Das Land steckt in der Tat in der schwersten Krise seit seiner Unabhängigkeit. Das Chaos in Kenia ist umso unverständlicher, weil das Land bislang als Hort der Stabilität galt. Das Land und seine Menschen sind nach wie vor bezaubernd, es sind vor allem Politiker und Institutionen, die versagt haben. Aber ich glaube, dass man Schlimmeres noch verhüten kann.

Wie soll das geschehen?

Das müssen vor allem die Kenianer nun entscheiden. Das Land ist in zwei Teile gespalten. Es ist Sache der Politiker, einen Ausweg zu finden. Wir hoffen, dass sich beide Seiten aufeinander zubewegen. Darüber hinaus muss es darum gehen, die Armut in den Griff zu bekommen. 60 Prozent der Einwohner von Nairobi etwa leben im größten Slum Ostafrikas. Das kann nicht gut gehen, unabhängig davon, ob sich ein Kibaki oder ein Odinga durchsetzt.

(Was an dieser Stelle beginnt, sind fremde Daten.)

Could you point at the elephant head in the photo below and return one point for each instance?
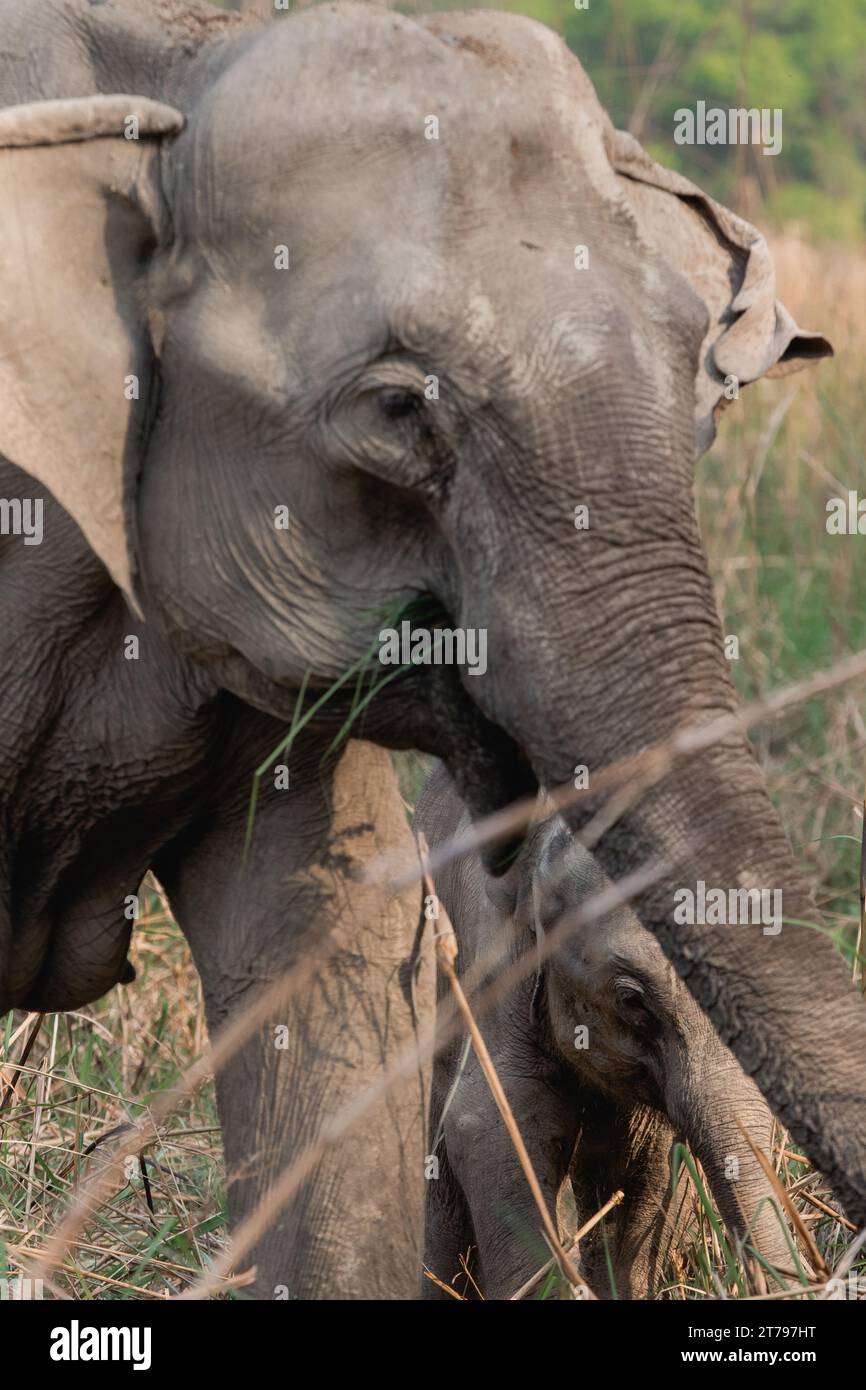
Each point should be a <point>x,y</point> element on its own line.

Was muss kurzfristig passieren?

Entweder man verlegt den Konflikt ins Parlament, wo sich dann eine starke Opposition mit der Regierung auseinandersetzt. Oder beide Gruppierungen einigen sich auf eine Machtteilung, um Ruhe zu schaffen. Nur sind die Positionen beider Seiten zurzeit extrem verhärtet.

Sind Neuwahlen unter strenger internationaler Kontrolle eine Lösung?

Das ist Sache der Kenianer. Es gibt starke Stimmen dagegen. Bei der Polarisierung im Lande könnten Neuwahlen eine Einladung zu weiterer Gewalt sein. Zudem sind Neuwahlen teuer. Und viele Menschen fürchten weiteres Chaos beim nächsten Urnengang. Sie sehnen sich nach Normalität. Die Menschen, deren Häuser abgefackelt, deren Verwandte verstümmelt oder getötet wurden, die in Lagern Zuflucht fanden – das sind die Betroffenen. Die Politiker haben weiter ihre Autos, ihre Häuser, sie können sich ins Ausland absetzen. Vielleicht kommen sie ja endlich selbst zur Erkenntnis, dass sie solche Exzesse von Gewalt in Zukunft verhindern müssen.

Reisen Sie immer noch durchs Land?

Und ob! Ich glaube, dass ich meine Regierung nur dann wirklich informieren kann, wenn ich auch aus der Botschaft rausgehe. Das kann auch mitten in den Slums sein, selbst wenn das jetzt mit einem gewissen Risiko verbunden ist.